Faye found that she was talking like an adult again, and she hated herself for it yet again. “If your grandmother doesn’t want you to go out there, we just can’t take you, Amande.”
The girl grabbed for one of Faye’s hands with both of hers. “Please. You can’t possibly understand this, but I’ve never had a piece of ground that was mine. Not even a rented piece of ground. Look at my home.” The houseboat rocked slightly beneath their feet. “I can’t go out in my backyard when I’m mad at Grandmère, ‘cause I don’t have one. I have to go sit at that picnic table that belongs to the marina, and I can only do that if nobody’s using it. And then I have to hope that none of the drunks from the bar decide to come blow their tobacco-y beer breath in my direction. That island’s mine….partly mine…and I want to see it. I’ve just got to have a boat of my own again, so I can go there when I need to be away from people.”

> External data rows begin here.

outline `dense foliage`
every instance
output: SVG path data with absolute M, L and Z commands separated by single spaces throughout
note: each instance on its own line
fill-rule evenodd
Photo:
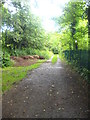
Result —
M 85 77 L 90 71 L 89 8 L 90 6 L 83 0 L 70 0 L 64 7 L 62 16 L 54 18 L 60 26 L 58 44 L 60 56 L 78 67 L 81 74 L 84 72 Z
M 30 6 L 23 2 L 12 0 L 7 8 L 5 4 L 2 4 L 3 66 L 10 65 L 11 55 L 38 54 L 49 58 L 45 47 L 46 33 L 40 18 L 32 14 Z

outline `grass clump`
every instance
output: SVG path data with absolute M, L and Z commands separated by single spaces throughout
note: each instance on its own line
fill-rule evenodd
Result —
M 9 90 L 14 84 L 26 77 L 29 70 L 38 68 L 45 60 L 25 67 L 6 67 L 2 69 L 2 92 Z
M 57 62 L 57 55 L 54 55 L 52 58 L 52 64 L 55 64 Z

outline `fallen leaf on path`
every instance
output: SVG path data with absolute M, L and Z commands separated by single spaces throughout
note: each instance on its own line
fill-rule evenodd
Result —
M 10 104 L 12 106 L 12 104 Z
M 72 91 L 72 94 L 73 94 L 74 92 Z
M 59 92 L 57 92 L 57 95 L 59 94 Z
M 50 94 L 50 96 L 52 96 L 52 94 Z
M 12 113 L 10 113 L 10 115 L 12 115 Z
M 50 90 L 50 92 L 52 92 L 52 90 Z
M 35 117 L 38 117 L 38 115 L 35 115 Z
M 54 87 L 54 85 L 52 85 L 52 87 Z
M 29 97 L 26 97 L 26 99 L 28 99 Z
M 58 108 L 58 110 L 61 110 L 61 108 Z

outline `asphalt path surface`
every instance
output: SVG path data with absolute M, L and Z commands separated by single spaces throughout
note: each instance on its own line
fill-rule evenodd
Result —
M 2 96 L 3 118 L 87 118 L 88 88 L 58 58 L 28 72 Z

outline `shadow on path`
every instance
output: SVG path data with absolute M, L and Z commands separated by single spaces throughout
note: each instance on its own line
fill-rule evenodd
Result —
M 3 118 L 87 118 L 88 89 L 58 58 L 30 71 L 2 102 Z

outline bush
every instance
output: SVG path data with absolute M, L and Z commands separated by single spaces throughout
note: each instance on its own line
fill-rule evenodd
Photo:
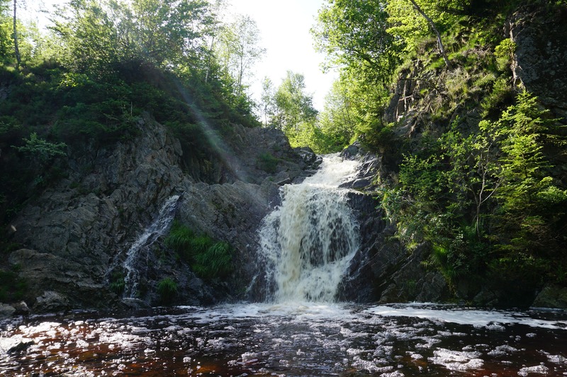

That last sentence rattled around in Faye’s head. There were many reasons why she kept her impractical island home, and the need to escape from human weirdness was one of them.
“Here’s the deal,” Amande said. “I know you need to work. If I understand your project right, maybe you need to go check out this island where I found some very old Spanish silver. Maybe there was a pirate lair there. Maybe there was a shipwreck nearby. Maybe it used to be a big island and there was a trading post there or a plantation or even a little town. You won’t know if you don’t go check.” The golden brown eyes narrowed. “And you can’t go check without the property owner’s permission. You need to see my island. And you want to see my island. To get my permission, you have to take me along.”